The NDP "Orange Crush" nevertheless transformed parliament into the most representative elected legislature anywhere. More than half of the NDP members are women. The party includes an aboriginal Canadian, Cana­da's first Tamil MP (an important change, given the way the Conservatives vilify Tamil immigrants), a couple of former punk rockers, a 27-year-old bar manager who had her son when she was 17, the McGill Four (a quatrain of students from the popular Montreal university who won seats in Quebec) and a 19-year-old, Canada's youngest ever MP. Pat Martin, a carpenter and veteran Dipper who became NDP spokesman on agriculture in May, said: "There are not enough grumpy old white guys. I feel quite isolated, marginalised by all these young, energetic, attractive, intelligent people . . . We'll have to make sure we don't insult anyone by assuming they are staff or parliamentary pages."

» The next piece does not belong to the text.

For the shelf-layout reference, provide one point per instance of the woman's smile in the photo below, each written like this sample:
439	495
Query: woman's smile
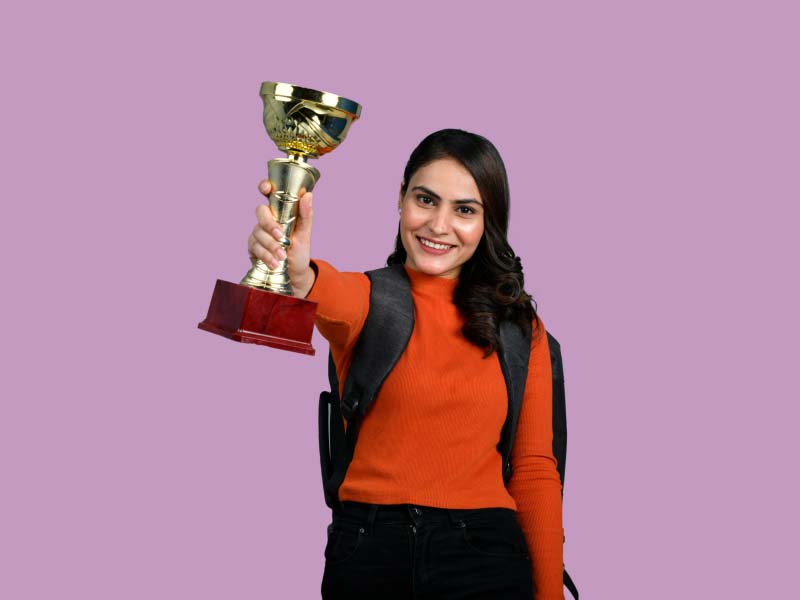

But Canada's electorate is volatile, and not just in Quebec, and it would be a mistake for either the Dippers or the Conservatives to believe that Ottawa's new panorama is permanent, or that the Liberals have squandered irrever­sibly the middle ground from which Canada has historically been governed. A cautionary tale, to which few Tories are paying heed, is that of 1993, in which the Progressive Conservative majority of Kim Campbell, Canada's first and only female prime minister, was reduced from 151 seats to two. The Liberals have been punished for their arrogance, but after three consecutive defeats they may be seen to have paid their dues. The critical Quebec vote has always been volatile but is also adept at serving the needs of the province, electing Liberals to Ottawa and separatists at the provincial level and watching the returns accrue from deals made between the two sides.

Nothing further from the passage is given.